Have some questions for you so we know what kind of support you need. Are you out of hydro's on purpose? Did you just run out early? Are you going to try to detox and quit the opiates?
For now and until you answer those questions I would advise you read posts from other people. That will help you a lot just in knowing that you are not alone. With it being a holiday weekend there may not be a ton of peeps in here today but be patient....others will come and offer you the support you need. Everyone is going to ask the questions I did though.
You are in my prayers.
No I have been tapering for sometime now,last week I was down to 2.5mg 2 x daily.the last 2 days before the jump took 1 2.5 then jumped. I have done this many times. Just want this to be the final one. Im not really too sick,just weak,like I have the flu. which is normal I know.One day at a time,thanks for comment though. Have a great day!!
Hi torri, as you've said, you've been through this many times. Is this finally gonna be the last time for you? Have you cut off all your sources? Thought about getting some kind of aftercare/support? These steps are critical for long term success. I can certainly understand about being emotional. I was too. The best thing I can say, is to get up and get moving as much as possible. Try to accomplish even some small things. Maybe just go outside and get some fresh air. That always helped me. If I would just lay around, it made my emotions worse. I would just feel sorry for myself and cry. A positive attitude is everything. You can do this! I hope you feel better soon. Take care, I wish you all the best.
Definitely get outdoors. Move around in your house, take a bath and get clean clothes on and put fresh sheets on your bed....pamper yourself a little. Light a candle. Do you like to read? Play video games or watch YouTube videos? You need to force yourself to do things and get distracted.
Sonrissa brought up aftercare. It's very important and could help you make this your last time. Let us know how you're doing.
thanks so much for the replies,i so do appreciate it. You are both absolutely right, keeping busy is so important. I did do a few small things around the house yesterday and today. Tried going outside a few times,let me tell you it is so humid cant stand it. Looking forward to fall. yes I so want this to be the last time of this horror. Just want to be me again. As far as aftercare I have never been to an NA meeting. Lots of AA meetings when I went to rehab 6 yrs ago. I never kept it up so maybe that's why I keep failing. I told myself this time Im not going to feel so ashamed, im human I make mistakes,i know I have a disease. Im the only one that can fix this. I can tell you this I feel very determined this time,going to have a positive attitude (well as good as I can) that's the hardest for me. Im kinda a depressed person anyway. Which really ***** cuz I really have a good life. What I am doing different this time is taking the mag. vitamin b12,multi.vitamin and drinking lots of mineral water. Also that st.johns wart,not sure if that is good or not,heard some people say it helps. IM thinking starting on my celexa again,took few yrs. back and I do think It helps. I think when im comfortable I really want to try an NA meeting though. I just feel scared about that,cuz im so afraid of seeing someone that knows me. Stupid I know,just need to bite the bullet and go. Sorry to say though the AA meetings do nothing for me,guess cuz all the people I was around were alcoholics and that's not my thing. I like the damn devil pills. Just would like to be around people that I can really relate to. Sorry for babbling. Thanks for listening though and I will keep posting. God bless u guys for your kind words.

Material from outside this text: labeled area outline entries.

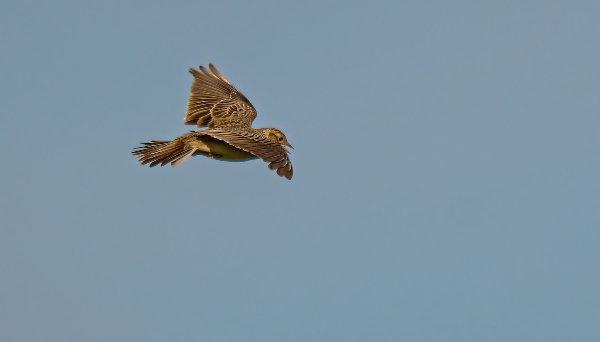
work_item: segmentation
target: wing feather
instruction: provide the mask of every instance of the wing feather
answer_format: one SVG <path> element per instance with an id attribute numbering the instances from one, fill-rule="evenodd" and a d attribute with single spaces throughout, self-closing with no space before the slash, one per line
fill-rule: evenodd
<path id="1" fill-rule="evenodd" d="M 190 68 L 194 77 L 184 120 L 186 125 L 215 128 L 238 123 L 250 127 L 256 117 L 250 101 L 233 86 L 214 65 L 202 65 L 200 71 Z"/>

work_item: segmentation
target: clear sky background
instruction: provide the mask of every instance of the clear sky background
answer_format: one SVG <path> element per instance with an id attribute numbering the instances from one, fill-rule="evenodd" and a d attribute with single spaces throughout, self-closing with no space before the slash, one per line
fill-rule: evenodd
<path id="1" fill-rule="evenodd" d="M 597 1 L 0 5 L 0 340 L 600 340 Z M 296 150 L 141 167 L 214 63 Z"/>

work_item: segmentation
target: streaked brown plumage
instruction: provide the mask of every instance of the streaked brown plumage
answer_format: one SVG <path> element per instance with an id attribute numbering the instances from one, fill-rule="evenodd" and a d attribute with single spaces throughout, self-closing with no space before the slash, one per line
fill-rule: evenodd
<path id="1" fill-rule="evenodd" d="M 276 128 L 253 128 L 256 110 L 242 93 L 212 64 L 210 70 L 190 69 L 194 77 L 184 120 L 206 129 L 192 131 L 170 141 L 142 143 L 131 154 L 142 165 L 150 167 L 169 163 L 176 167 L 188 157 L 202 155 L 226 161 L 260 158 L 269 168 L 292 179 L 293 169 L 286 146 L 293 149 Z"/>

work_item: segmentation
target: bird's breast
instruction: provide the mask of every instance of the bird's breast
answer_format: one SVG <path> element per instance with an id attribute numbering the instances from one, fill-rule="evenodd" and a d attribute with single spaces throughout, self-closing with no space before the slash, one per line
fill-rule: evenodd
<path id="1" fill-rule="evenodd" d="M 197 147 L 194 155 L 203 155 L 210 158 L 226 162 L 244 162 L 258 159 L 258 157 L 217 139 L 203 139 L 204 146 Z"/>

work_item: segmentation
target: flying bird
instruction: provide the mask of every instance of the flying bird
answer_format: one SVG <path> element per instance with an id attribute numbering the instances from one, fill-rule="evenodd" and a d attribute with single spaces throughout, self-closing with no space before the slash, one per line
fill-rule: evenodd
<path id="1" fill-rule="evenodd" d="M 176 167 L 196 155 L 230 162 L 260 158 L 278 175 L 292 179 L 293 170 L 286 146 L 293 147 L 286 135 L 276 128 L 253 128 L 254 106 L 212 64 L 208 68 L 190 69 L 194 79 L 184 116 L 186 125 L 207 128 L 171 141 L 142 143 L 131 155 L 151 167 L 169 163 Z"/>

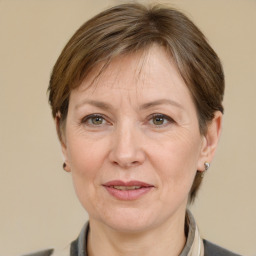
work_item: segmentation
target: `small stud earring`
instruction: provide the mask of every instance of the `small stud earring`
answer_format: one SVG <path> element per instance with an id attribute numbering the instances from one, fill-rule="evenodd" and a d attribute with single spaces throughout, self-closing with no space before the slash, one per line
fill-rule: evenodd
<path id="1" fill-rule="evenodd" d="M 205 168 L 205 171 L 207 171 L 210 168 L 210 163 L 205 162 L 204 163 L 204 168 Z"/>
<path id="2" fill-rule="evenodd" d="M 205 162 L 205 163 L 204 163 L 204 171 L 202 171 L 202 173 L 201 173 L 201 178 L 204 177 L 204 173 L 205 173 L 209 168 L 210 168 L 210 163 Z"/>
<path id="3" fill-rule="evenodd" d="M 67 164 L 64 162 L 62 165 L 62 168 L 65 172 L 69 172 L 66 168 L 67 168 Z"/>

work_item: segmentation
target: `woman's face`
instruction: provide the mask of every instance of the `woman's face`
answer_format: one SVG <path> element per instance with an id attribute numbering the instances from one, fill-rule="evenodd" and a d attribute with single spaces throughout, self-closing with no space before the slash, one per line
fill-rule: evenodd
<path id="1" fill-rule="evenodd" d="M 90 221 L 137 232 L 184 218 L 207 143 L 169 56 L 153 46 L 93 78 L 71 92 L 63 145 Z"/>

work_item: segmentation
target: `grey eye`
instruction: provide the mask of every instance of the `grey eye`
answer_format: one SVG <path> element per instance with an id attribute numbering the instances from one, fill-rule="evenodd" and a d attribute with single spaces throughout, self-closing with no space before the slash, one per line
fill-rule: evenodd
<path id="1" fill-rule="evenodd" d="M 154 125 L 162 125 L 165 123 L 165 118 L 162 116 L 155 116 L 152 118 L 153 124 Z"/>

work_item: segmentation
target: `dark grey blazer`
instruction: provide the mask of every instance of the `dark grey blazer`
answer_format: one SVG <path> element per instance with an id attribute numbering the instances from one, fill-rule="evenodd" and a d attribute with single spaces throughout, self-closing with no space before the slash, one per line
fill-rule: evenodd
<path id="1" fill-rule="evenodd" d="M 27 254 L 24 256 L 51 256 L 53 253 L 53 249 L 33 253 L 33 254 Z M 75 240 L 71 244 L 70 248 L 70 256 L 78 256 L 79 252 L 79 243 L 78 240 Z M 85 254 L 84 256 L 87 256 Z M 224 248 L 221 248 L 215 244 L 212 244 L 208 242 L 207 240 L 204 240 L 204 256 L 241 256 L 239 254 L 232 253 Z"/>

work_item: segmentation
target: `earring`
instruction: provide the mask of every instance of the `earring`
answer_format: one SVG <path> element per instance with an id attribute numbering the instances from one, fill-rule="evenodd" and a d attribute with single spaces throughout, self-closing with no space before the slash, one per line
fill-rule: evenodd
<path id="1" fill-rule="evenodd" d="M 204 171 L 201 173 L 201 178 L 204 177 L 204 173 L 210 168 L 210 163 L 205 162 L 204 163 Z"/>
<path id="2" fill-rule="evenodd" d="M 205 168 L 205 171 L 207 171 L 210 168 L 210 163 L 205 162 L 204 163 L 204 168 Z"/>
<path id="3" fill-rule="evenodd" d="M 66 168 L 67 168 L 67 164 L 64 162 L 62 165 L 62 168 L 65 172 L 69 172 Z"/>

I so feel ya..I too have done this several times and wondered if I will ever actually beat this..This is day 2 for me would be over 2 weeks but I kept relapsing a day here a day there etc.. One thing is I was petrified of the w/d even tho I have done it before a few times actually but now I am not now I know just gotta get thru it and I have 2 small kiddos 2 and 3 and doing it w my husband as he is a addict too but just had knee replacement so it is very hard in all aspects..I am just too tired of being chained to this pill bottle not having any energy w my kids..being isolated to house I want to live my life again..we were clean over 3 years and it was best ever.. I can already start feeling again and sry for the tmi but I haven't had NO sex drive for over 2 years and I have just in past few days..man I missed my hubby I can see him starting to come back..we just know we have to get through this..we're also are Christians just have stumbled so we are praying a lot together..reading etc and God is helping us 1 day at a time.this is no way to live I love seeing people on here re claiming their lives..u can do this just keep pushing u know it's not gonna last forever but if u keep using it will just get worse and eventually you have to get thru it that's how I keep looking at it plus I don't want to miss anymore time w my kids they r very young still I see people that used their kids whole 18 years and that is DEF not what I want I do know that..keep it going and congrats and know many including myself r going thru it too God bless! $
Hey girl, congratulations on your clean time!!!
Well done : )
U asked for support so...... I am here for u. We r here for u. Today is day 43 since my last dose of suboxone. I remember very well my first two weeks. Actually it was day 18 for me before my first clear day. Now...every day is getting clearer. My "quick wit" is returning n I'm making people laugh again. I just finished a lite workout n heading out to do some yard work. It is so amazing to start feeling like me again. I still have good n bad days but this is so worth it. Stay focused on why u want to b free of these pills. U can do this. Stay connected n know u r not alone. Lots of us have done this so u can too. Pulling for u.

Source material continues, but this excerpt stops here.